Private Ruling No.1012201810746 dealt with the question of whether GST was payable on executors commission to be received by an executor appointed to administer an estate. The Private Ruling found that GST was payable because the executor was carrying on an enterprise (he was already registered in respect of a farming business) and GST was payable.  While accepting that the appointment was a “one off”, the ruling found that the activity had the characteristics of a business deal and fell within the definition of “enterprise” in the GST Act.

This ruling has important implications for any person who takes an appointment as executor and seeks to recover executors commission.  Where a person is not registered for GST, there will only be an issue where the turnover threshold of $75,000 is exceeded.  However, where a person is registered (albeit in respect of a totally unrelated enterprise – in the case of the private ruling, the applicant was registered as a farmer), that person will be potentially exposed to a GST liability of 1/11th of the Commission.  This also raises the question of whether the Commission can be “grossed up” for the GST liability and whether the Estate should (or can) be registered for GST so that it can claim an input tax credit in respect of the GST.

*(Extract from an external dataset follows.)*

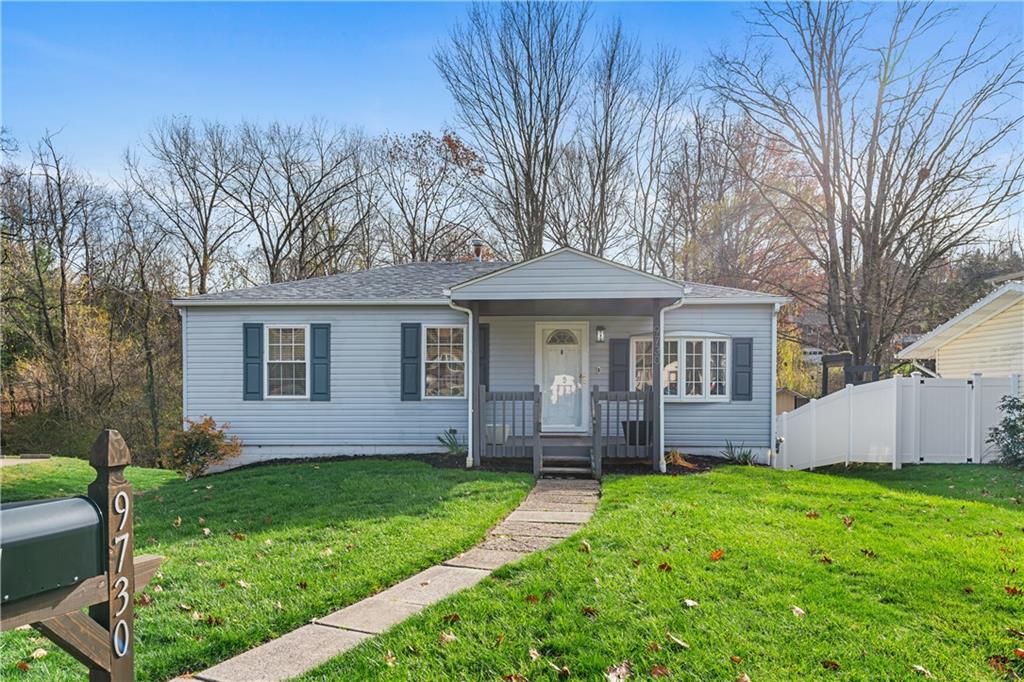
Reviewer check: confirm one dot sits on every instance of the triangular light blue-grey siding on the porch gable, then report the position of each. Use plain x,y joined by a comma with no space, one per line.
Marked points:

Private Ruling No.1012202126278 dealt with the GST treatment of an out of court settlement payment and whether the Commissioner would exercise its discretion in s 105-65 of Schedule 1 to the TAA to refund the overpaid GST.  In the private ruling, the Commissioner confirmed that the payment was not subject to GST and that “on balance” the Commissioner would exercise the discretion to pay a refund of GST because he was satisfied that the settlement amount was set without taking GST into account and the applicant made a later decision to treat the amount as consideration for a taxable supply, meaning that the overpaid GST was not passed on to the recipient and the burden of the GST was borne by the applicant.

Last month the Treasurer released a controversial exposure draft for introduction of Division 36 into the GST Act, which is to replace s 105-65 of Schedule 1 to the TAA.  My post on the exposure draft can be accessed here and my analysis of the new provisions can be accessed here.  Under the new provisions, the same result would occur because the Commissioner accepted that no part of the overpaid GST was passed on to the recipient.

It is interesting that in the private ruling, no tax invoice was given to the recipient.  Under the proposed changes, if a tax invoice had been provided (which the applicant would have been required to do under the GST Act if required by the recipient), this would have provided “prima facie evidence” of the GST being passed on to the other entity.  In these circumstances, it is difficult to see how the mere fact of the provision of a tax invoice can potentially convert a situation where GST is not passed on, to one where GST is passed on.